“The kitchen light is the only one in the house on. The perfect plan to avoid trick or treaters and finish moving into the new house. Unpacking endless spices you don’t remember buying. That’s when the doorbell went.
Busted. A glance through the open door that should be shut and making eye contact with a mini Dracula and his younger sister / princess. No way out now. Opening the door, explaining: ‘Happy Haloween, I just moved in, I don’t have any candy, I’m sorry.”
The reply from Mini Dracula “That’s OK. Really. We’ll get a lot. Have a Happy Halloween.”
Dracula turns away, but the mini princess hesitates, reaches into her bucket and hands over a mini box of Milk Duds. Without a word, she scurries to join her family. Happy Halloween indeed”

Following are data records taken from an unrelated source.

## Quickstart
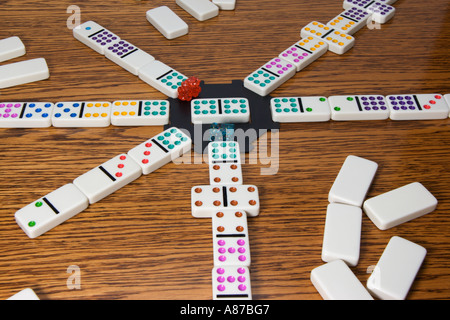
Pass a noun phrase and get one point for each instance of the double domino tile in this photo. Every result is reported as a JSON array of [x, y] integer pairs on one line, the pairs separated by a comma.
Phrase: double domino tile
[[65, 202], [300, 109], [362, 107], [140, 112], [417, 106], [130, 57], [338, 42], [380, 10], [82, 114], [26, 114], [224, 163], [270, 76], [223, 110], [304, 52]]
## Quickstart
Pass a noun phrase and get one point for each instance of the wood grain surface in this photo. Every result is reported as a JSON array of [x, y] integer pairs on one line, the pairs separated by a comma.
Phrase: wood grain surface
[[142, 242]]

It’s a lovely story. A new acquaintance told it to me recently, Daryl Tulimieri, I’m grateful he allowed me to reproduce it here, and change the tense… Milk Duds happen to be my favourite candy, Daryl could not have known that, yet I responded so much more because of the choice of candy.
What’s the lesson in the story? community is important, give, don’t just take, think different, never look at your neighbour’s bowl except to make sure they have enough. All of those, absolutely.
I wanted to share it here as a great example of not being able to control the audience’s perception of your stories. As Doug Lipman explains But if you can, and if it won’t come back to bite you, and if somehow, you know your audience loves Milk Duds, use it, tune the details, make it resonate.